A coordenadora bloquista recuou no tempo para recordar o acordo de legislatura assinado entre o Bloco e o PS em 2015 e o seu “ponto de partida claro: virar a página da estratégia de empobrecimento seguida pelo governo PSD/CDS”. Caminho do qual o Bloco se orgulha e que resultou “sobretudo no plano da reversão dos cortes nos rendimentos do trabalho”. Mas não ficou completo, uma vez que os salários continuam “estagnados” ou mesmo a baixar para quem agora inicia a sua vida profissional e os pensionistas sentem perda de poder de compra.

Para Catarina, esta situação é uma “herança direta da troika: as regras da legislação laboral” com “despedimentos baratos, horas extra a preço de saldo, dias de férias e de descanso transformados em dias de trabalho não pago, cortes sem fundamento no cálculo das pensões”. Regras que se mantêm hoje e o PS recusa alterar.

"Nunca deixámos de trabalhar para os entendimentos possíveis"

A coordenadora do Bloco lembrou que, em 2019, o Bloco propôs ao PS “um acordo de legislatura para reverter estas regras e continuar o caminho de recuperação do país” proposta que o PS recusou. “Lamentámos essa decisão, mas nunca deixámos de trabalhar para os entendimentos possíveis.
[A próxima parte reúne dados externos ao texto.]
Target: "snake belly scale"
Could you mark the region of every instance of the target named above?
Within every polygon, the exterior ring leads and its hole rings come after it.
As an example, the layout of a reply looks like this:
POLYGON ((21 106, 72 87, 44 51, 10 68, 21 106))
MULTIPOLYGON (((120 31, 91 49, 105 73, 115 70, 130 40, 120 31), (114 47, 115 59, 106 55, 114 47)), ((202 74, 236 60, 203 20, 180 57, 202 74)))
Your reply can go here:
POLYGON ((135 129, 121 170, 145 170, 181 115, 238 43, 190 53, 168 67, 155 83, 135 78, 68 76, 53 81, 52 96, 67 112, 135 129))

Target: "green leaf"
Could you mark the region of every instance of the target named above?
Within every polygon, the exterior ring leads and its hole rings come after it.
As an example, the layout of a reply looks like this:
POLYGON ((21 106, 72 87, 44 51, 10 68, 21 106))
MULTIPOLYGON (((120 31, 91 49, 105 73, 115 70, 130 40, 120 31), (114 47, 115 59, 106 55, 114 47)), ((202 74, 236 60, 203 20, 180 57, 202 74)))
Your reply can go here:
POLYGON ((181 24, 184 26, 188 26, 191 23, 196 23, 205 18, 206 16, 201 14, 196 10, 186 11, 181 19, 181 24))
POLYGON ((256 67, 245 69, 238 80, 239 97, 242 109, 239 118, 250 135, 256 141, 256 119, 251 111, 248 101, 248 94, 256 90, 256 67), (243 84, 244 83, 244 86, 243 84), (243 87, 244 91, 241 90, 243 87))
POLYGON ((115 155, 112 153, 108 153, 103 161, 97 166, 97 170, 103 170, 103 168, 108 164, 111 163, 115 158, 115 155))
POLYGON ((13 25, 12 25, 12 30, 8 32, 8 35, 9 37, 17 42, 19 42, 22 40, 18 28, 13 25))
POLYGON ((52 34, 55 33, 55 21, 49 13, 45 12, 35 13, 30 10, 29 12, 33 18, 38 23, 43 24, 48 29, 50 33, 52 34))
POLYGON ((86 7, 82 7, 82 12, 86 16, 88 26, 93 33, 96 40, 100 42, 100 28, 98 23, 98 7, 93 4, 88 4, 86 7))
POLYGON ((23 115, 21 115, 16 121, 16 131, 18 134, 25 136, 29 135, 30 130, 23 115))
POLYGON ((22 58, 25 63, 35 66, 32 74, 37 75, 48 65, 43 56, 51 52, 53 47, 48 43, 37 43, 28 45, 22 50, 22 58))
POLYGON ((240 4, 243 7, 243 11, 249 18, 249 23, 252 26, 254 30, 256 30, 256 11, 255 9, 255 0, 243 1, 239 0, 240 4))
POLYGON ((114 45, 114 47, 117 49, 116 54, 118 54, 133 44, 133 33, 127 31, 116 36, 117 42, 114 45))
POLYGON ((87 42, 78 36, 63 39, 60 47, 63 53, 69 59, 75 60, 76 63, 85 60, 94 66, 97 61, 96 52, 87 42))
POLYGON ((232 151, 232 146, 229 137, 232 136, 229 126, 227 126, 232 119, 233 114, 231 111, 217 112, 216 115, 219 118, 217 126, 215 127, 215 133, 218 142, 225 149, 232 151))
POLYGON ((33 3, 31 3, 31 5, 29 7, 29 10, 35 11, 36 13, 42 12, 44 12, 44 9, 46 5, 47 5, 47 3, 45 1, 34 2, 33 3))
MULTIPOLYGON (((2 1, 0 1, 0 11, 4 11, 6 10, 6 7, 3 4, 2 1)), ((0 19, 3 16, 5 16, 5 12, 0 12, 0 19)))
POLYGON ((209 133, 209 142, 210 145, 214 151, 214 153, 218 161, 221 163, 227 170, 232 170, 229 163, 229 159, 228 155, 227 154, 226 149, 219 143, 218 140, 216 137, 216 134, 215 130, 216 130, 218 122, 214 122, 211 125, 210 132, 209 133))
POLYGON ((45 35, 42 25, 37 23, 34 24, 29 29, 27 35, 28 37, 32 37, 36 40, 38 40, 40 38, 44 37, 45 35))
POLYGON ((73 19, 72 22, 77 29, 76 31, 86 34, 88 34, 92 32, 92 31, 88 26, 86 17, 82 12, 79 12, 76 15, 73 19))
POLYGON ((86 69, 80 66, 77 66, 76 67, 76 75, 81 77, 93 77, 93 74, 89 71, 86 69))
Mas chegados ao Orçamento do Estado, o Governo decidiu substituir a negociação pelo ultimato”, prosseguiu.

“O Governo sabe bem que é minoritário e que está obrigado a negociar. A sua crescente intransigência nas negociações orçamentais tem apenas um objetivo: proteger as regras da troika que ainda permanecem e que condenam o nosso país a baixos salários e baixas pensões. A direita pôs as regras na lei, o PS quer torná-las facto consumado e consolidá-las definitivamente. Para isso, teria de forçar a esquerda a abandonar o seu programa e o seu mandato. E é mesmo isso que tenta fazer, através da chantagem da crise política”.
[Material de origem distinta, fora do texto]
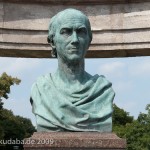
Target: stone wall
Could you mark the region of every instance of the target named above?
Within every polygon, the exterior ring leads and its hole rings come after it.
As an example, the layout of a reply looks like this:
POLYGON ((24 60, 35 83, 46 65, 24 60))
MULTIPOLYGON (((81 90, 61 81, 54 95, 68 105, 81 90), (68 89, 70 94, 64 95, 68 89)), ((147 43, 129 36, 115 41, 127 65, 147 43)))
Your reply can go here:
POLYGON ((135 2, 141 1, 0 0, 0 56, 51 57, 48 24, 65 8, 79 9, 90 19, 93 41, 87 57, 150 56, 150 2, 135 2))

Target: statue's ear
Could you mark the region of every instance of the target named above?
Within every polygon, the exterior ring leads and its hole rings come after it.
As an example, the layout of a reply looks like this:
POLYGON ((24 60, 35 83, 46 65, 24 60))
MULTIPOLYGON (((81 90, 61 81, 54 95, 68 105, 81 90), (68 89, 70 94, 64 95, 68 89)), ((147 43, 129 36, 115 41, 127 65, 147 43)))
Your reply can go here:
POLYGON ((53 38, 51 37, 47 37, 47 42, 51 45, 52 49, 55 49, 55 44, 54 44, 54 41, 53 41, 53 38))

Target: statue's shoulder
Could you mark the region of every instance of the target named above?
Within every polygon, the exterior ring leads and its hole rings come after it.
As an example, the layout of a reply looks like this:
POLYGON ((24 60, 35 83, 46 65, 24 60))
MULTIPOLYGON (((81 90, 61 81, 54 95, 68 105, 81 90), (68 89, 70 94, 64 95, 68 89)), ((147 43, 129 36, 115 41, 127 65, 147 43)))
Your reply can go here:
POLYGON ((93 79, 95 82, 98 82, 100 84, 106 85, 106 86, 112 86, 112 83, 104 76, 104 75, 94 75, 93 79))

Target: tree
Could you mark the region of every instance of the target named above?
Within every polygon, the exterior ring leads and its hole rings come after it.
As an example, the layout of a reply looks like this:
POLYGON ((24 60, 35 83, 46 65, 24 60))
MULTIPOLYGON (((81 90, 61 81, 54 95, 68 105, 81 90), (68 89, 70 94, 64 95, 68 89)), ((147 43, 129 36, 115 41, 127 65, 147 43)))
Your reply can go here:
MULTIPOLYGON (((124 114, 124 110, 115 107, 114 112, 124 114), (118 111, 119 109, 119 111, 118 111), (121 112, 120 112, 121 111, 121 112)), ((146 110, 148 113, 140 113, 137 120, 130 120, 129 114, 125 115, 126 122, 119 121, 123 119, 120 115, 114 117, 113 130, 119 137, 127 140, 128 150, 150 150, 150 104, 147 105, 146 110)))
POLYGON ((12 76, 7 75, 5 72, 0 76, 0 109, 3 108, 2 98, 8 99, 10 87, 14 84, 19 84, 20 82, 20 79, 13 78, 12 76))
MULTIPOLYGON (((15 116, 11 110, 3 108, 2 99, 8 99, 10 87, 20 82, 20 79, 13 78, 6 73, 0 76, 0 140, 23 140, 35 132, 29 119, 15 116)), ((6 149, 12 149, 12 145, 6 145, 6 149)))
Catarina Martins lembrou que “nenhuma medida de combate à precariedade será eficaz se não for acompanhada pela alteração da estrutura das leis do trabalho”. E que por isso “não vale agitar quinhentas boas intenções futuras”, uma vez que “não se reconstituirão salários, carreiras ou direitos” enquanto for “fácil e barato” despedir, enquanto a contratação coletiva estiver “fragilizada” ou enquanto compensar às empresas pagar “em horas extraordinárias o trabalho que deveria ser outro trabalhador a fazer”.

“Sem regras que permitam fixar trabalhadores no SNS, aumento no OE acabará nos bolsos dos privados"

As medidas propostas pelo Bloco, com impacto orçamental limitado, para viabilizar o Orçamento do Estado deixaram de fora outras divergências com o conjunto do documento apresentado pelo Governo, incluindo “as tímidas medidas sobre rendimentos” que são “incapazes de travar a perda de poder de compra”. E criticou também a resposta à crise dos combustíveis, em que “mesmo um cidadão que consiga aceder à totalidade do desconto anunciado pelo Governo não terá mais de 5 euros de apoio por mês, e só até março”.

A situação de rutura no Serviço Nacional de Saúde, prosseguiu Catarina Martins, confirmou as razões apresentadas no ano passado para o chumbo do Bloco ao Orçamento para 2021. “Há demissões nos hospitais todos os dias. Há mais de um milhão de utentes sem médico de família. Os profissionais de saúde estão exaustos e muitos abandonam o SNS. Não serve prometer investimentos que, como sabe, não serão executados em 2022. Não serve pagar mais pelas horas extraordinárias acima das 500 (o que aliás é ilegal). Não serve trocar a exclusividade por uma dedicação tão pouco plena que um chefe de serviço do SNS continua a poder acumular  com segundos e terceiros empregos na saúde privada. O que falta é incentivos claros à opção dos médicos e restantes trabalhadores pelo SNS, mas isso o Governo não admite”, afirmou, prevendo que o aumento de verbas que o Orçamento prevê para o SNS em 2022, “sem regras que permitam fixar trabalhadores no SNS, acabará como tem acabado em grande medida: nos bolsos dos privados”.